Posséder des vêtements comble leur manque d'être, leur vide intérieur ; ils deviennent leur "portemanteau identitaire", leur donnent l'illusoire sentiment d'exister alors qu'elles souffrent d'une défaillance de leur propre construction psychique, nourrissant une image négative d'elles-mêmes et de leur corps. Ce trouble s'enracine dans le regard que leur parents ont porté sur elles petites filles. Elles n'ont pas vécu le conflit fondateur avec les images parentales, ne sont pas parvenues à les dés-idéaliser ; leur individuation ne s'est donc pas faite. À l'âge adulte elles demeurent en lien fusionnel avec une mère trop parfaite, ou trop peu féminine, frustrée ou dépressive ; avec un père trop présent ou trop absent. Le regard parental dépréciatif amène la petite fille à détester son corps, vécu comme étranger. Pour ces femmes qui n'ont pas appris à s'aimer, le vêtement constitue la prothèse qui leur donne le sentiment d'être quelqu'un. Mais elles ne peuvent l'acheter qu'en magasin : le regard valorisant des vendeuses remplace celui que leur mère ne leur a pas accordé, même si l'illusion se dissipe au sortir de la boutique.

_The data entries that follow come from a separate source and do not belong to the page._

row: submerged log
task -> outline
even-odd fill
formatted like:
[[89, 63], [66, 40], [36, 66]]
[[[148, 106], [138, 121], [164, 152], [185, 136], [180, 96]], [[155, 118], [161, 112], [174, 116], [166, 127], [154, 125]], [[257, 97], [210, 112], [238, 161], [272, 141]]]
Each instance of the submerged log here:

Cette compulsion d'achat ne peut guérir que grâce à un travail thérapeutique sur leur corps : elles apprennent alors à l'aimer, à l'habiter, et comprennent que paraître n'est pas synonyme d'être. Elles prennent conscience que ces vêtements ne sont que "la peau du vide", le masque de leur propre souffrance identitaire.

Courir les boutiques, suivre la mode, constitue pour certaines femmes une dépendance autodestructrice qui aggrave la haine d'elles-mêmes et leur profonde solitude affective.

Elise RICADAT, Lydia TAÏEB : Rien à me mettre ! Le vêtement, plaisir et supplice. Albin Michel, 2012, 216 pages.